Microsoft has warned about a flaw on the Internet Explorer browser that could allow hackers to take control of unprotected computers .
The bug allows hackers to inject malware onto any system if they manage to trick users into visiting booby-trapped websites. Anyone with Internet Explorer (IE) 6 to 8 is potentially affected.
The code to exploit the bug has already been published.
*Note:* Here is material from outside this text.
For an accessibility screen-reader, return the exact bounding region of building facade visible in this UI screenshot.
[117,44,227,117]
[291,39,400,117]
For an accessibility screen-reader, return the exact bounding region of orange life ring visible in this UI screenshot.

The computer giant said there was no evidence it was being used yet by criminals but they were “investigating” and working on a permanent fix, reports the Daily Mail.
Dave Forstrom, director of Microsoft’s Trustworthy Computing group, said: “We’re currently unaware of any attacks trying to use the claimed vulnerability or of customer impact.”
The bug targets how the browser manages a computer’s memory when it is processing Cascade Style Sheets – which are design instructions that determine how most web pages look.
Hackers can inject their own code into the stream of instructions and in this way hijack the PC. Although Microsoft has improved how memory management is protected, it does not work when some older parts of Windows are called on.
The bug first came to light on the seclists.org full disclosure mailing list earlier this month.
Rik Ferguson, security analyst at Trend Micro, told the BBC: “As vulnerabilities go, this kind is the most serious as it allows remote execution of code.
“This means the attacker can run programmes, such as malware, directly on the victim’s computer.”
“It is highly reminiscent of a vulnerability at the same time two years ago which prompted several national governments to warn against using IE and to switch to an alternative browser.”